There are a few ways to put trained machine learning (ML) models into production. The most common method is to serialize the model using some particular format after training, and deserialize that model in the production environment. One way of serializing an object is to write Python objects to a bytestream. This can be done with pickle a built-in python module. One can take this file and load it back into a separate Python interpreter at a later date, recovering the objects from the previous session. It’s important to note that pickled files are tightly coupled with the environment in which they were created.

import pickle
est_pickle = {}
loaded_pickle ={}

for key in est_dict:
    print("key:", key)
    with open(f'{key}_pkl', 'wb') as est_pickle[key]:
        pickle.dump(est_best[key], est_pickle[key])
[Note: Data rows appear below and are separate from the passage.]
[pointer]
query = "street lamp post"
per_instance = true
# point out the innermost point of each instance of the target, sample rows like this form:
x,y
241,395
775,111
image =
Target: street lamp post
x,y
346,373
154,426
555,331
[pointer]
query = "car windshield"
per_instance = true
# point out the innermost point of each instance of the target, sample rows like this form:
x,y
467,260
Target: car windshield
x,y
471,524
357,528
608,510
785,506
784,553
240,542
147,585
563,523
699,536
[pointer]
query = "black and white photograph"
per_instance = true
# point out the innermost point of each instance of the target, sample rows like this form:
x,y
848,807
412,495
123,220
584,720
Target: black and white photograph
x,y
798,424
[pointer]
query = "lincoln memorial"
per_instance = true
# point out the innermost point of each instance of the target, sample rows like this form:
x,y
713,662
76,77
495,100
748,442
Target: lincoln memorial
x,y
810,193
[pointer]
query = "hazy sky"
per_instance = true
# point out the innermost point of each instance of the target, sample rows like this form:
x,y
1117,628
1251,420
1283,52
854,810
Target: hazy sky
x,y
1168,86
    loaded_pickle[key] = pickle.load(open(f'{key}_pkl', 'rb'))

Now we can try the same sample input and check if we get the same results with pickled model.

prediction(loaded_pickle['knc'], query, 10)

        Parenting
             math
          history
     socialskills
            books
  TwoXChromosomes
      LifeProTips
    worldpolitics
        worldnews
           travel

Results matches the previous prediction as expected.

Conclusion

In this work we built a machine learning model using NLP techniques and optimized it with scikit-learn RandomSearchCV() to predict a subreddit category for a given post. We used a python wrapper for Reddit API, PRAW, to create a database of subreddit posts from the categories of interest. After cleaning the data, we fit and tuned three different models and compared their performances. Next We took an article as a sample input and applied KNN model to get similar articles from the training set. We also used the sample input article to predict top subreddit categories that are related to the article. The serialized model can be deployed to a datascience API in order to build a full stack application.